Un esprit curieux, génial... héros des Simpson. © Paul. E. Alers/Getty Images

Rétro 2018 : Stephen Hawking, lumière des trous noirs

Laurence Van Ruymbeke
Laurence Van Ruymbeke Journaliste au Vif/L'Express

Le génie d’un géant dans un corps atrophié. Le physicien Stephen Hawking, décédé le 14 mars à l’âge de 74 ans, était atteint de la maladie de Charcot, une affection neurodégénérative paralysante diagnostiquée alors qu’il n’avait que 21 ans. Les médecins lui donnent alors deux à trois ans à vivre…

Certes, la maladie l’empêche de se déplacer autrement qu’en chaise électrique et de parler. Elle n’empêche rien d’autre. Le brillant cosmologiste britannique, spécialiste des trous noirs, opte pour un synthétiseur vocal, qu’il active en contractant les muscles de sa joue. Ainsi communique-t-il, ce qui lui est essentiel pour rendre la science accessible.  » J’espère qu’on se souviendra de moi pour mon travail sur les trous noirs et l’origine de l’Univers, pas pour des choses comme mes apparitions dans Les Simpson « , disait-il, facétieux.

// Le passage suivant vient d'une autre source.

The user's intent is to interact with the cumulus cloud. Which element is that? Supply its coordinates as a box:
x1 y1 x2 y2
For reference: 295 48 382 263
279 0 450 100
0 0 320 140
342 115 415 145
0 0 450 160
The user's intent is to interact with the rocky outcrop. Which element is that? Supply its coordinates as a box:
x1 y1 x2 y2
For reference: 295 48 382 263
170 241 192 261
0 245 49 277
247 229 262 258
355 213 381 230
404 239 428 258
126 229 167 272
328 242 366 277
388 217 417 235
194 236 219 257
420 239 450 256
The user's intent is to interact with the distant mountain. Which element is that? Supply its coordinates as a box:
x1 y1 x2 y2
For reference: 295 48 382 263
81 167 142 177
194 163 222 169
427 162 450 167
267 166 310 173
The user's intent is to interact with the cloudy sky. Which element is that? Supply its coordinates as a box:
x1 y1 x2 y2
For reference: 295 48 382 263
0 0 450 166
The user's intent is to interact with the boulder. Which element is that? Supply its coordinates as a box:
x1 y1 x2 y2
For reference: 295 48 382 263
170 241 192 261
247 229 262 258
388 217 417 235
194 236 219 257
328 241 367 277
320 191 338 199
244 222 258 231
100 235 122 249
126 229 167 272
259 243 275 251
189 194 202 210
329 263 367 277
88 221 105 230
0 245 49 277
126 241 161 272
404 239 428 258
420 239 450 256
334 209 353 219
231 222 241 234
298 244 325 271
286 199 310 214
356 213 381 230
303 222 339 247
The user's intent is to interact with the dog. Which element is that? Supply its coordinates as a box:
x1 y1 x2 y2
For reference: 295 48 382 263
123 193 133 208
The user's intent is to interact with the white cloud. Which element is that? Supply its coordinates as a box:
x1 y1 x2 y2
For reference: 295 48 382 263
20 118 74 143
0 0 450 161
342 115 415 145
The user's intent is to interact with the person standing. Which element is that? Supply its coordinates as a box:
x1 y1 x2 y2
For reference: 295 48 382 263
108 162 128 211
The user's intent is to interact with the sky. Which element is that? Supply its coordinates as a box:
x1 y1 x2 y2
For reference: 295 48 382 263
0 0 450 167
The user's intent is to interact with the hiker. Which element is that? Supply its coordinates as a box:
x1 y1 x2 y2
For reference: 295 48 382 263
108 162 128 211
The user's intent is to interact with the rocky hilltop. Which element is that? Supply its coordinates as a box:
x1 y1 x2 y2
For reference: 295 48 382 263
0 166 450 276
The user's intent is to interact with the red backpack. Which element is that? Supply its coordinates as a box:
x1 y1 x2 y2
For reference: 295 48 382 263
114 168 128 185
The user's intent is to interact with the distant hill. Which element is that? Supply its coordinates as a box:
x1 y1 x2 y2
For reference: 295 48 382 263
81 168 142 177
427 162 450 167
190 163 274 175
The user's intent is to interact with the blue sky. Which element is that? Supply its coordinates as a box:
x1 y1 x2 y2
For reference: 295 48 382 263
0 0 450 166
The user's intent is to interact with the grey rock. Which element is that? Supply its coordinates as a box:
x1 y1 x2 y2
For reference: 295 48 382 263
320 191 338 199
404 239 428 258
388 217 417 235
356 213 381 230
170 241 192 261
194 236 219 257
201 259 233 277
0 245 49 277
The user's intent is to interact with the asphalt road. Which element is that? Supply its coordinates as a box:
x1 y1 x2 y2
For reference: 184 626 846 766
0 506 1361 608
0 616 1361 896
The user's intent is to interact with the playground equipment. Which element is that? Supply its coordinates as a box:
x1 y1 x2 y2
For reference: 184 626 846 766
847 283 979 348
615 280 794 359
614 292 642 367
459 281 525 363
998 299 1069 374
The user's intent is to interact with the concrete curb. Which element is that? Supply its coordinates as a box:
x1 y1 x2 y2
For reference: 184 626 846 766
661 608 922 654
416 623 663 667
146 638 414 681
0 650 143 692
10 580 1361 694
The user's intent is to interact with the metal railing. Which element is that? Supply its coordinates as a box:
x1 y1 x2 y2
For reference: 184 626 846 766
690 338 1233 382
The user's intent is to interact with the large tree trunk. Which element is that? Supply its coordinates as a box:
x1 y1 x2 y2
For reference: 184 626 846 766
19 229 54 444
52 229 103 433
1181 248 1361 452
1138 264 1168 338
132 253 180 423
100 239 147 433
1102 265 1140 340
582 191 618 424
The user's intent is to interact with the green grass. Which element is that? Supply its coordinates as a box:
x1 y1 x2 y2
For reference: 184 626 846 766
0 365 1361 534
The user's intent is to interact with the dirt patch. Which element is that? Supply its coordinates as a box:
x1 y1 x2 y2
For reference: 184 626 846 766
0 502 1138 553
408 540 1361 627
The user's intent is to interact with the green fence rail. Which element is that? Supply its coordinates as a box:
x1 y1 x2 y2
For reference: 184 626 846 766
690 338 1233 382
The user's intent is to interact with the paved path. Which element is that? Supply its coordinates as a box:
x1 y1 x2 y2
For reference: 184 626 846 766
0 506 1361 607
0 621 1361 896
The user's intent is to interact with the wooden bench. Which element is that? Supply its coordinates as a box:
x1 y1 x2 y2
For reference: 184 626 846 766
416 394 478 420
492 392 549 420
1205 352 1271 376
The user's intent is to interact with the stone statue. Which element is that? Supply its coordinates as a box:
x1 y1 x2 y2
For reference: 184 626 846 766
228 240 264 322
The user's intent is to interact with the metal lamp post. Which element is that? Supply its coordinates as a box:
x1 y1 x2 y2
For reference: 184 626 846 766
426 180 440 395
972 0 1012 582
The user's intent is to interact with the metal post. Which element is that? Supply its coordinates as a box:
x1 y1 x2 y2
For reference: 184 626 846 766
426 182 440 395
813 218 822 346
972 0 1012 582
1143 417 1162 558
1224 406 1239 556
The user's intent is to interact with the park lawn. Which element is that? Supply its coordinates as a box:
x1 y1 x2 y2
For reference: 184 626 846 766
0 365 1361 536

Ancien professeur de Cambridge, il avait notamment signé, en 1988, Une brève histoire du temps, qui s’était vendu à plus de douze millions d’exemplaires. Cette légende de la science était ensuite devenue une icône de la communauté geek.

Ses cendres ont été enterrées à l’abbaye de Westminster, non loin des tombes d’Isaac Newton et de Charles Darwin. Joli voisinage. Un enregistrement de sa voix synthétisée a également été envoyé vers le trou noir le plus proche de la Terre, par l’Agence spatiale européenne.